The Answer to your Question could look like this
Select Collection.clientid
,Collection.company
,Collection.product
,Collection.total
,Payment.rcvamt
,Payment.restamt
,PaymentData.rcvdate
,PaymentData.nxtdate
,PaymentData.Note
From PaymentData
Inner Join (Select wcid
,Max(PaymentData.rcvdate) as rcvdate
,Max(PaymentData.nxtdate) as nxtdate
FROM PaymentData
GROUP BY wcid) AS SubSelect ON PaymentData.wcid = SubSelect.wcid
AND PaymentData.rcvdate = SubSelect.rcvdate
AND PaymentData.nxtdate = SubSelect.nxtdate
Inner Join Payment on PaymentData.wcid = Payment.id
RIGHT OUTER JOIN Collection ON PaymentData.clientid = Collection.clientid
Here the sqlfiddle to prove my Answer.
Something like this should work. It appears you want an aggregation on the restamt, both other fields are the last payment received.
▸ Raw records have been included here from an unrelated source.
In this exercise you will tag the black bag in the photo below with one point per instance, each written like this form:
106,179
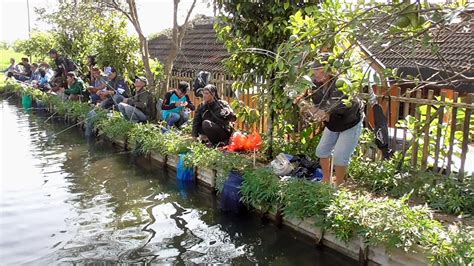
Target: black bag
202,79
381,131
70,65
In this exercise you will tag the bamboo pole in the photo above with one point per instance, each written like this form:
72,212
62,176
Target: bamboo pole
454,113
426,137
465,139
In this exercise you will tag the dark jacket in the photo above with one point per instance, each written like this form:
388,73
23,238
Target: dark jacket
76,88
63,65
144,101
341,117
168,104
119,85
218,112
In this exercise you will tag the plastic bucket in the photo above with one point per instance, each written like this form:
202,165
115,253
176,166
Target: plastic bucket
26,101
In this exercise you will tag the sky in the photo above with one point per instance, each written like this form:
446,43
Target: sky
154,15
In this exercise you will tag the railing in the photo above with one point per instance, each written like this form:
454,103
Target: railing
436,139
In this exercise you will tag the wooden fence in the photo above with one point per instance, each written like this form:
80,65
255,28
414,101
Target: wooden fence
438,141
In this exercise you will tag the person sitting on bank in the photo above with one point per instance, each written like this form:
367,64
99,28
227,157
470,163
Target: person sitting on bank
117,89
99,83
35,75
343,125
43,82
12,69
213,119
174,104
63,65
75,87
138,108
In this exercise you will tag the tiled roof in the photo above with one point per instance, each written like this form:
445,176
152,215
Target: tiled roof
455,53
200,49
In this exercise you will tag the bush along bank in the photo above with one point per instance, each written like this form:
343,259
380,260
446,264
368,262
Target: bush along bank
382,230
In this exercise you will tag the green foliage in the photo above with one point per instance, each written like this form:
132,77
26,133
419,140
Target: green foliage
379,176
454,247
447,194
250,116
177,143
304,199
303,142
82,29
380,221
203,157
4,45
261,189
38,45
115,128
148,138
435,127
114,47
5,59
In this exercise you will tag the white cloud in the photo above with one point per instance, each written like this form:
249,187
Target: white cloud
155,15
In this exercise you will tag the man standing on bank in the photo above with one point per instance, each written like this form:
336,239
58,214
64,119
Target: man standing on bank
343,125
138,108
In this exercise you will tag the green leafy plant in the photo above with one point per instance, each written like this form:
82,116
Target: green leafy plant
261,189
304,199
116,127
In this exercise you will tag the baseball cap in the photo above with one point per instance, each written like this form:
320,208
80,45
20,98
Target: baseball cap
142,78
109,70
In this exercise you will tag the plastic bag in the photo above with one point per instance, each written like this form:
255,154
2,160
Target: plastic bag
182,172
281,166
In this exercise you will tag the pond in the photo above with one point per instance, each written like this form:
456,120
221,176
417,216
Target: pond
63,200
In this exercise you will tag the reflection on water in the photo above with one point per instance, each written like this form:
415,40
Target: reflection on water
66,201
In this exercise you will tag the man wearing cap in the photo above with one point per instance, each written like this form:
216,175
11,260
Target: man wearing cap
75,86
138,108
117,89
63,64
99,84
343,124
174,105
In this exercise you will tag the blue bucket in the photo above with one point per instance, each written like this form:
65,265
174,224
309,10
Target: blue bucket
317,175
26,101
231,198
182,172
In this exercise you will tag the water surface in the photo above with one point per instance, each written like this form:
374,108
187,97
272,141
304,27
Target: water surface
63,200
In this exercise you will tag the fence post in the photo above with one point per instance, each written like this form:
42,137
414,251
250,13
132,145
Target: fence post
414,158
426,137
454,113
438,132
465,136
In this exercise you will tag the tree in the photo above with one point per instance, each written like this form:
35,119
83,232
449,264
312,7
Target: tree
178,32
252,32
38,45
129,10
279,41
81,29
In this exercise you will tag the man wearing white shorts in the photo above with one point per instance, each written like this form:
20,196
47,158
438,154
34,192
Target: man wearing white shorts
343,125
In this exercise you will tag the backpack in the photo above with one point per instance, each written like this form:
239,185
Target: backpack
70,65
202,79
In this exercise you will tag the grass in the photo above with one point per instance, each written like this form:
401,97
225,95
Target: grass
5,56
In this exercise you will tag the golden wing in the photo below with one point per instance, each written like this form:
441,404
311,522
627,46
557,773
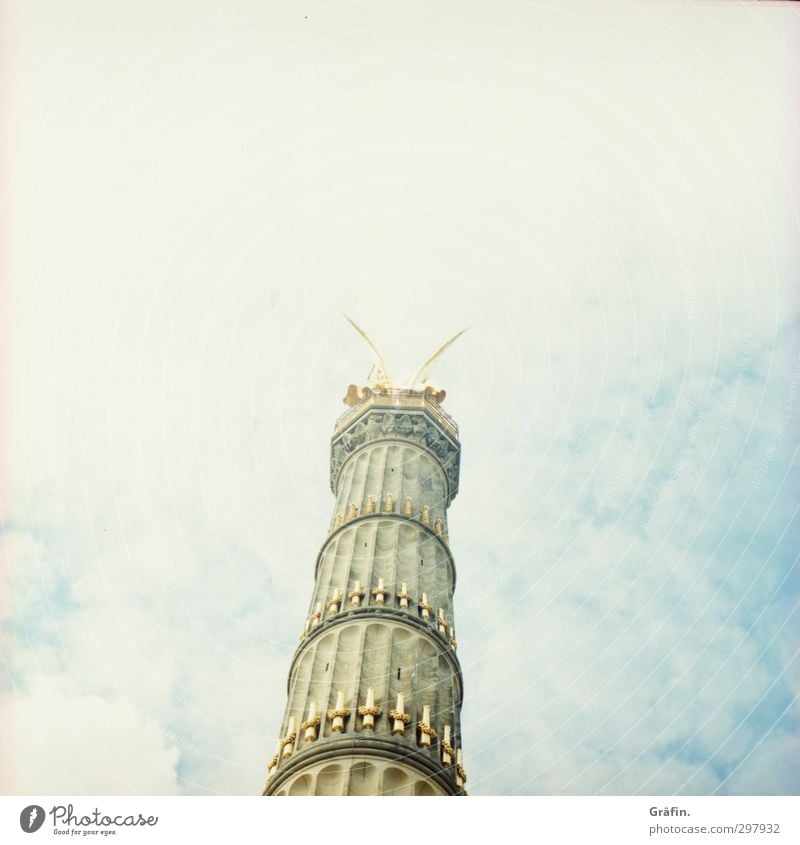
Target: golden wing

I also assume this is SQL Server due to your name. If it's a different db, please provide the
UPDATE: Changed to LEFT JOIN to handle client 3 without products, fixed typo in product. SQL Fiddle: http://sqlfiddle.com/#!3/8ad566/19/0
SELECT
c.clientid,
c.company,
c.product,
c.total,
SUM(pd.rcvamt) AS rcvamt,
LastPayment.restamt,
LastPayment.rcvdate,
LastPayment.nxtDate,
LastPayment.note
FROM Collection c
LEFT OUTER JOIN PaymentData pd
ON pd.wcid = c.id
LEFT OUTER JOIN (
SELECT
wcid,
restamt,
rcvdate,
nxtdate,
Note,
ROW_NUMBER() OVER (PARTITION BY wcid ORDER BY rcvdate DESC) AS RowNum
FROM PaymentData
) LastPayment
ON LastPayment.wcid = c.id
AND LastPayment.RowNum = 1 -- Get last payment info
GROUP BY
c.clientid,
c.company,
c.product,
c.total,
LastPayment.restamt,
LastPayment.rcvdate,
LastPayment.nxtDate,
LastPayment.note
ORDER BY
c.clientid